Con gestos amenazantes los siete hombres se levantan al mismo tiempo, extrayendo de sus sacos diferentes cosas, tomates, naranjas, mangos y bananos, siento temor y me pongo de pie. Todas las frutas se estrellan contra mí, y después noto que contra el suelo rebotan, como si estuvieran hechas de goma. Corro por galerías y salas, con un tumulto de gentes que parece aumentar a cada paso. Las frutas de goma me siguen lloviendo, y es ridículo ver como mis enemigos insisten, sin lograr producirme ningún dolor, mucho más angustiante es ver sus caras rabiosas y oír sus gritos de odio. Logro por fin salir del edificio y sigo corriendo sin parar. Al doblar la esquina estoy de vuelta en mi barrio, reconozco la calle sin salida y las casas protegidas con alambre navaja. Un portón rojo de latas, extrañamente desprovisto de tan filosa protección, aparece al lado izquierdo de la acera, desesperadamente lo escalo sin mucha dificultad. Cuando caigo del otro lado, recupero el aliento sentado en el pavimento. A mi derecha la fachada de una casa se extiende hacia el fondo y en medio de dos mecedoras una puerta abierta por la que ingreso rápidamente sin pensarlo. En la sala hay dos mujeres con largas trenzas, blusas bordadas y faldas de satín, hablando con tres hombres vestidos de blanco y sombrero de ala ancha, todos muy quemados por el sol. Me refugio debajo de una mesa y comienzo a llorar desconsoladamente.
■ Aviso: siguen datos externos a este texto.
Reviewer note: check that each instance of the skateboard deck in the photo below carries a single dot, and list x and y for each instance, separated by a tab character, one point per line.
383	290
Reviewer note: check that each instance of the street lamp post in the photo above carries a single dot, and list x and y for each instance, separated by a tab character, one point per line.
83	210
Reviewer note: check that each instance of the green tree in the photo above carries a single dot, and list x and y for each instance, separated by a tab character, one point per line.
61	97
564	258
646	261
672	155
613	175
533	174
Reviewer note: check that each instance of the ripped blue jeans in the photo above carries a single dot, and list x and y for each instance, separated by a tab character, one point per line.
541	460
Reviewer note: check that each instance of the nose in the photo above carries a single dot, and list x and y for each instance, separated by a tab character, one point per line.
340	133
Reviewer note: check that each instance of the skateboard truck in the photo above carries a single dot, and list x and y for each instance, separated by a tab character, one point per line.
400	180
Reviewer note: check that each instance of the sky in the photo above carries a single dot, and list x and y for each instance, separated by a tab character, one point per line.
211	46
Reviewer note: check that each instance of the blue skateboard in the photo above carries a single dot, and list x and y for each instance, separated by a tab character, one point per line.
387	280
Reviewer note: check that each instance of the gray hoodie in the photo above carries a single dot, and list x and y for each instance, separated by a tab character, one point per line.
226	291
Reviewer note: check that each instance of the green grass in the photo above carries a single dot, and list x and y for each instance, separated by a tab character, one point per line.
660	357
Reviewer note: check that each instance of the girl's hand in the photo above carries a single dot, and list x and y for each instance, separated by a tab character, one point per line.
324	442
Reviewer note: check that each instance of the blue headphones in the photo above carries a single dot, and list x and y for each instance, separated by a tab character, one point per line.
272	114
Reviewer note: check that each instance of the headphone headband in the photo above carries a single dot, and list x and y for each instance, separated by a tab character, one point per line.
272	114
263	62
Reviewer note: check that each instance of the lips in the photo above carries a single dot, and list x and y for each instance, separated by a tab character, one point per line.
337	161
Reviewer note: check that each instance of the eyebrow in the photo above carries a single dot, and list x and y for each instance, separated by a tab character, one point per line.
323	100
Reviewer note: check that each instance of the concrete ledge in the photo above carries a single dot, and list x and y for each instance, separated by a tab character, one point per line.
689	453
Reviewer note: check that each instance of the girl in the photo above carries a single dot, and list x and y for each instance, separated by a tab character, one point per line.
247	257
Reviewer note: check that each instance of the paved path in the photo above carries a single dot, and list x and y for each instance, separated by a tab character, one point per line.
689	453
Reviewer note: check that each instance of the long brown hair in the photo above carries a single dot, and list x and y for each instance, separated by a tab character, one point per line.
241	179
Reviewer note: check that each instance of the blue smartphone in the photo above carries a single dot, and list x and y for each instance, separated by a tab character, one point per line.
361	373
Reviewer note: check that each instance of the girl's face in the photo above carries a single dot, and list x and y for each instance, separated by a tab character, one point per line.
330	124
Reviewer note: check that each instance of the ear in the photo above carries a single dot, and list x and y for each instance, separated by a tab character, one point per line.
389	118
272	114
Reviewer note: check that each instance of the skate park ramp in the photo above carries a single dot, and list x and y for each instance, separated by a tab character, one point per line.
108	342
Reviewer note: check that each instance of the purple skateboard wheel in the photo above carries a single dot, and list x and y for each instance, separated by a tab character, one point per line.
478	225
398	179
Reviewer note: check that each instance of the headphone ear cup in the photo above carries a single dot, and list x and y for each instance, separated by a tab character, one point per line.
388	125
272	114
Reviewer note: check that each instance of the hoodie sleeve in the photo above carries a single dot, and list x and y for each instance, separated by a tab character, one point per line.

La más vieja de las dos mujeres se acerca ofreciéndome un vaso con leche.
—Con esto se le va a pasar el susto, se puede quedar hasta que no haya peligro.
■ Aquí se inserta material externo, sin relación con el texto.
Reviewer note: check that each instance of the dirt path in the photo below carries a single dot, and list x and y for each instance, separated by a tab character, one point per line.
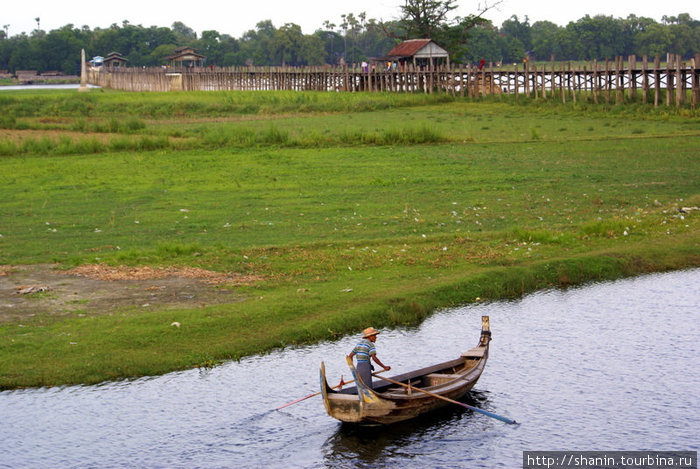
29	290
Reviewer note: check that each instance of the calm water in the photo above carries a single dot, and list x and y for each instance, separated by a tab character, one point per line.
611	366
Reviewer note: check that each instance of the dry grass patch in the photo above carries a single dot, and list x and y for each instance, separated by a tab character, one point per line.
111	273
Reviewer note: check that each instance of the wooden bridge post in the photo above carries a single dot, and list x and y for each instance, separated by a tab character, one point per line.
695	80
680	82
645	79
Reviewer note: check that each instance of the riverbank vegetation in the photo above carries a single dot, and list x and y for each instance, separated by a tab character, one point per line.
347	209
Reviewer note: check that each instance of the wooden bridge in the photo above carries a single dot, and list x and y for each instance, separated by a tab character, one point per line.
676	82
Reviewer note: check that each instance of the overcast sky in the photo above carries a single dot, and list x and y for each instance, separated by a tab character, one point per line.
234	17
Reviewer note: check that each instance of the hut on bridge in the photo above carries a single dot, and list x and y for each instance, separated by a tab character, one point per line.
186	57
114	60
423	53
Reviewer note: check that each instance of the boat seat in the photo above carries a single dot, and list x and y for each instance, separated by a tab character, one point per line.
477	352
436	379
444	376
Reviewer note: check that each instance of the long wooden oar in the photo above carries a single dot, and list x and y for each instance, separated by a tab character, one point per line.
475	409
342	383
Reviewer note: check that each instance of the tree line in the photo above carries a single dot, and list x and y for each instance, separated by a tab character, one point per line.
355	38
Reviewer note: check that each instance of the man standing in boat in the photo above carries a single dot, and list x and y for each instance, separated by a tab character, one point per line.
365	350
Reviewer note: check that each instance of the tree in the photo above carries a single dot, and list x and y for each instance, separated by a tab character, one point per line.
432	19
543	35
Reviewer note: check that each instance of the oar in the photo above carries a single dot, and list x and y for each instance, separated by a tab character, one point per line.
319	392
476	409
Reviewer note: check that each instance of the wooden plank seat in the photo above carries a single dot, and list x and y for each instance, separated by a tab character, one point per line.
477	352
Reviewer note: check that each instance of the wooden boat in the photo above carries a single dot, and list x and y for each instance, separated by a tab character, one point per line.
390	402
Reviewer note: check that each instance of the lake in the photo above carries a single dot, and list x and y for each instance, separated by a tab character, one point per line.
609	366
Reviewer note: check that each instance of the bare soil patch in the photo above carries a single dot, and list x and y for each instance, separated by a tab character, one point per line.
30	290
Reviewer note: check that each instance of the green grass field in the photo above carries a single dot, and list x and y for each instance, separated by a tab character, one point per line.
355	209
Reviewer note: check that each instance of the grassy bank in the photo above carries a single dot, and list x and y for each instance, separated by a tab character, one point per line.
353	209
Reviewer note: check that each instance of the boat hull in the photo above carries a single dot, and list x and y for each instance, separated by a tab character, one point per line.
387	403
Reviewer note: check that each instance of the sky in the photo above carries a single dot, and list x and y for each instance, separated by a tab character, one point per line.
235	17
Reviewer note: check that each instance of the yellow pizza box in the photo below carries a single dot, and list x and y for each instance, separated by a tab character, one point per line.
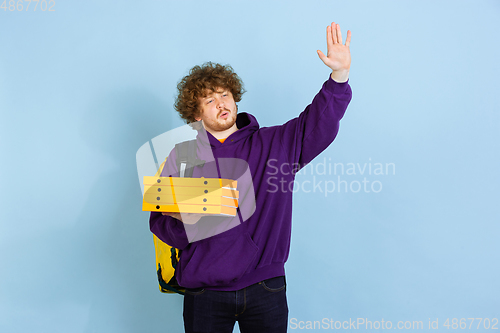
186	208
199	182
190	191
164	199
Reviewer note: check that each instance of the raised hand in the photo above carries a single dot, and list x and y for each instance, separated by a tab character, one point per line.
339	55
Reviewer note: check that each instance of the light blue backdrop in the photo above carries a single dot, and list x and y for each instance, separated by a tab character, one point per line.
83	87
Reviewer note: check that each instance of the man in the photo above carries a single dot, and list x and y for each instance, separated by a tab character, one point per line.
237	273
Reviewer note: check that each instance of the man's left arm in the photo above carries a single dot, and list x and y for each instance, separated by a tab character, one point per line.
306	136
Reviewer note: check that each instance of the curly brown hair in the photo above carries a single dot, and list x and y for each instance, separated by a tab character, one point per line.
201	81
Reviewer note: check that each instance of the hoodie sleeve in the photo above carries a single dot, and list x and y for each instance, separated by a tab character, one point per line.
166	228
306	136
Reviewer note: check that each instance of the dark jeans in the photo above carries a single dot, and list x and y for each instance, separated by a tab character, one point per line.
261	307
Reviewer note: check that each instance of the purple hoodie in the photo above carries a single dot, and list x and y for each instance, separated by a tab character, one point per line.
254	245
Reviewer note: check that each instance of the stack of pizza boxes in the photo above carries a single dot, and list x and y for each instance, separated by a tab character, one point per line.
210	196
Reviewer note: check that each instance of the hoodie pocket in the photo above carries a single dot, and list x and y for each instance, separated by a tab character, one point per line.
218	261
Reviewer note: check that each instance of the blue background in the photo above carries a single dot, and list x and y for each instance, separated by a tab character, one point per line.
83	87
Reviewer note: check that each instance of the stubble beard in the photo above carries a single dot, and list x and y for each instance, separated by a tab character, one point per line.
223	124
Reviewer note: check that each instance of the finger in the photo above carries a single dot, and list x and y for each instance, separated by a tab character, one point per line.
339	34
321	55
334	33
329	38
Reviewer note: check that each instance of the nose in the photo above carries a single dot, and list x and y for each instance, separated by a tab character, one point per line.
220	103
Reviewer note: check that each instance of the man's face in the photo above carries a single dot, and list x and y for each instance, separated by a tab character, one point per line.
218	110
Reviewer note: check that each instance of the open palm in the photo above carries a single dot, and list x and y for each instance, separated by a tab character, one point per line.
339	56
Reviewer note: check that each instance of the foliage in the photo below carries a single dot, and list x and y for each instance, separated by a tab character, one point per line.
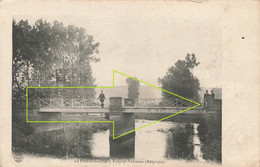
51	54
133	88
180	80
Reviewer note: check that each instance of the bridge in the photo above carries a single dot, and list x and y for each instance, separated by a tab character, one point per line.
122	111
142	105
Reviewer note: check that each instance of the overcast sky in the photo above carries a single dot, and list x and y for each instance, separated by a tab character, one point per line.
145	47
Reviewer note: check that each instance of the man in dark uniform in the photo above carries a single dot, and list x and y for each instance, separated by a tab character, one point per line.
101	98
212	94
205	98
—¿Y que tal si nos agarran a todos por su culpa? —dice un cuarto hombre que ingresa a la casa, sus duras facciones contrastan con el gesto compasivo de los demás.
—Es un fugitivo y no sabemos porqué lo buscan. Tengo razón cuando les digo que hay que conformarse con lo que uno nació, que cuando nos regalan lo que alguna vez fue prestado, siempre sigue siendo prestado, que los favores nunca se pagan y se usan para esclavizar.
He recibido varias cartas de mi familia cargadas de esperanza, ellos trabajan duro por agregarle un par de cilindros y aire acondicionado a mi auto, pero lo de mi crédito, no sé, no dicen nada al respecto. Olvidé cuanto tiempo ha pasado desde que aprendí a vivir debajo de esta mesa y a saciar mi sed con la leche que me da esa mujer.